Sheriff says he planned appeal on Chance's rank
The assistant prosecutor said he was working on getting the appeal together when the deputy resigned.
By BOB JACKSON
VINDICATOR COURTHOUSE REPORTER
YOUNGSTOWN -- Mahoning County Sheriff Randall Wellington never made good on an arbiter's ruling that former Deputy Jeff Chance should get his corporal's stripes back, said Patrick Daugherty of the Fraternal Order of Police.
Wellington said he didn't have to, and it doesn't matter now anyway.
"Chance resigned, so it's a moot point," he said.
Chance, a brother to former Sheriff Phil Chance, abruptly stepped down Jan. 15, citing "politics, prejudice and hostility" among his reasons.
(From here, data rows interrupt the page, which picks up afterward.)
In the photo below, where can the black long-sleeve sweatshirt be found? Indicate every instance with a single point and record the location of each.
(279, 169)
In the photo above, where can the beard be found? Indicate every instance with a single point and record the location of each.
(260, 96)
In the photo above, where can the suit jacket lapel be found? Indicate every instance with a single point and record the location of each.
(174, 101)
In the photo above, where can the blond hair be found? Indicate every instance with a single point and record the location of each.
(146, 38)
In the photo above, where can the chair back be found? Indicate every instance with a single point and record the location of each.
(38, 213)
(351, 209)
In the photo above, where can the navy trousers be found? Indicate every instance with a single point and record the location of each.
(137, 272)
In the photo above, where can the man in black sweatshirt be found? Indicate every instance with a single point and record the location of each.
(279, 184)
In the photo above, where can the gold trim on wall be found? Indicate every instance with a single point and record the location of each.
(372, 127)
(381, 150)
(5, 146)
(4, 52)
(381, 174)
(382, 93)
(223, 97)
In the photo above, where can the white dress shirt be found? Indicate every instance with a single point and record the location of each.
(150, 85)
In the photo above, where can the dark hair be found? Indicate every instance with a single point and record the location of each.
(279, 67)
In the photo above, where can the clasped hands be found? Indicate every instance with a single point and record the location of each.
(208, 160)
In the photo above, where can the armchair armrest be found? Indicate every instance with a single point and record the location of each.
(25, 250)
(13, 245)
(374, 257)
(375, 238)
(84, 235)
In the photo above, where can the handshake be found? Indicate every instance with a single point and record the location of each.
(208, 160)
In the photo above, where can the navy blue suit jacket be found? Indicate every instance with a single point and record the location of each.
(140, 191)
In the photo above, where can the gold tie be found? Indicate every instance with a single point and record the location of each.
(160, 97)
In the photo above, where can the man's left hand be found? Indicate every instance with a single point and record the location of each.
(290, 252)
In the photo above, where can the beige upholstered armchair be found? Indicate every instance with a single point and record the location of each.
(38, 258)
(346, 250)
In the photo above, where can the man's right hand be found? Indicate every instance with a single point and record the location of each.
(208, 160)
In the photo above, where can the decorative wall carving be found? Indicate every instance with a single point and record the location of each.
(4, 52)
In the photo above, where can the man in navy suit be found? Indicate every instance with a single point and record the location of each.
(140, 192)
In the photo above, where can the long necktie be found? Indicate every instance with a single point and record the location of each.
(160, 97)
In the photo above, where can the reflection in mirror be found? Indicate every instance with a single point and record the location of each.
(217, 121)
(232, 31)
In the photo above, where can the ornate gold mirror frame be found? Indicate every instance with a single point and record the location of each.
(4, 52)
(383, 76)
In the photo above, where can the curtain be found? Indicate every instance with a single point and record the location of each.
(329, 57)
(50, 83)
He was fired by Wellington in October 1999, then rehired in June 2001 after winning an appeal of the termination. An arbiter ruled that the proper punishment should have been a 30-day suspension or a reduction in rank.
Chance was considered to have already served the suspension upon being reinstated. A month after returning to work, he was demoted from corporal to deputy. Chance appealed that action as well.
What happened: The same arbiter who overturned the termination ruled in November that Wellington should not have demoted Chance since he'd already served a suspension. Arbiter Harry Graham ordered that Chance be restored to the rank of corporal with back pay for the difference in wages, neither of which was done.
Daugherty said the sheriff simply chose to ignore the ruling, but Wellington said that's not true.
"My intention was to appeal that order," Wellington said. "I was under no obligation to promote him" until the appeal was resolved.
Assistant Prosecutor Thomas Michaels said there is a three-month window in which to file such an appeal. The window was open until Feb. 12. Michaels said he was in the process of preparing the appeal when Chance resigned.
What's in dispute: Patrick Gallagher, FOP Local 141 president, disputed Wellington's comment in a Vindicator story last week that no one talked to him about Chance's contentions of being harassed by jail administrative staff and being denied bidding privileges.
"He knew very well what was going on," Gallagher said.
Wellington said he knew about Chance's complaints and grievances that had been filed, which were denied. He was referring to the fact that Gallagher took his complaints about Chance's alleged mistreatment to the press instead of addressing him personally, he said.